Current Students

Jemima Short

I am a historian focussing on nineteenth-century France with a particular interest in the crossover between gender, religion, and politics.  My current research aims to challenge cultural and historical perceptions of nuns. Nuns are often invisible in histories of medicine and welfare, despite their importance in these sectors. Histories produced by the Church are dominated by the stories of saintly founders and their divine inspiration. As a result, little is understood about the work of unnamed, ordinary nuns who operated as supervisors and nurses in hospitals, hospices, and in people’s homes throughout the nineteenth century.
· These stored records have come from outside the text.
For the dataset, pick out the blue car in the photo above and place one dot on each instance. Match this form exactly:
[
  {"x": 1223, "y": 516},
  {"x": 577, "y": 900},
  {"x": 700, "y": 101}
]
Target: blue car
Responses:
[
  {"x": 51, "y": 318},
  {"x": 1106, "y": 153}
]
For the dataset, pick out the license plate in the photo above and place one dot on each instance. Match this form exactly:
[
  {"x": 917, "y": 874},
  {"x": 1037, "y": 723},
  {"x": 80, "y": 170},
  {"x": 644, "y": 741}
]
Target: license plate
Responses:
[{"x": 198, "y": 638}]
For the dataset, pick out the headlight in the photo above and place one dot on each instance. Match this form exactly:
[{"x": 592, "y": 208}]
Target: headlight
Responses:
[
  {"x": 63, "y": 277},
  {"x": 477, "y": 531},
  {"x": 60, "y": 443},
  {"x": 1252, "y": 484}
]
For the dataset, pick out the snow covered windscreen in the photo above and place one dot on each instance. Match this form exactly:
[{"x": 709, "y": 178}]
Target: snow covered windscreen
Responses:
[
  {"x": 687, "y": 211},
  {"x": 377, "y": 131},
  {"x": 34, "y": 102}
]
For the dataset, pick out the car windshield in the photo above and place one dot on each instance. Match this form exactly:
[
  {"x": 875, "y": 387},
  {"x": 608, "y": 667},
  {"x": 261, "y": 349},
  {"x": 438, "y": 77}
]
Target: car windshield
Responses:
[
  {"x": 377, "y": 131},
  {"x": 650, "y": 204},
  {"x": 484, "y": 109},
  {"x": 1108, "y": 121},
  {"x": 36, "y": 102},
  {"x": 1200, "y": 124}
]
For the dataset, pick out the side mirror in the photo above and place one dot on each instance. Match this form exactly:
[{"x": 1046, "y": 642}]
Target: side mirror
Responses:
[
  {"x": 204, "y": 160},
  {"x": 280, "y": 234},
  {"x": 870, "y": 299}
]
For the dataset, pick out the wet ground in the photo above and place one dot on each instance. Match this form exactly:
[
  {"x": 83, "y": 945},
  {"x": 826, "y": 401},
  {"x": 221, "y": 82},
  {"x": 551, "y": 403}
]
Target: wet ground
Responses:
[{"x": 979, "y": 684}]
This period was highly significant for the growth of the medical profession and developments in medical science such as germ theory. There were also growing tensions between the Church and state, the Church and medical practitioners, and an ongoing debate about the place of women in society. In this context, the work of nursing nuns, and its later absence from histories of medicine and welfare, takes on new significance. This research is a step towards understanding how women’s work - in the particular context of religious congregations - is valued, remembered, recorded, and written about, and aims to challenge the invisibility of this work. I am also interested in how nursing nuns shaped lived experiences of pain, illness, and bereavement.

https://www.ncl.ac.uk/sml/staff/profile/jshort.html#background

Supervisory Team: Prof. Máire Cross, Modern Languages (Newcastle), Prof. Nigel Harkness, Modern Languages (Newcastle).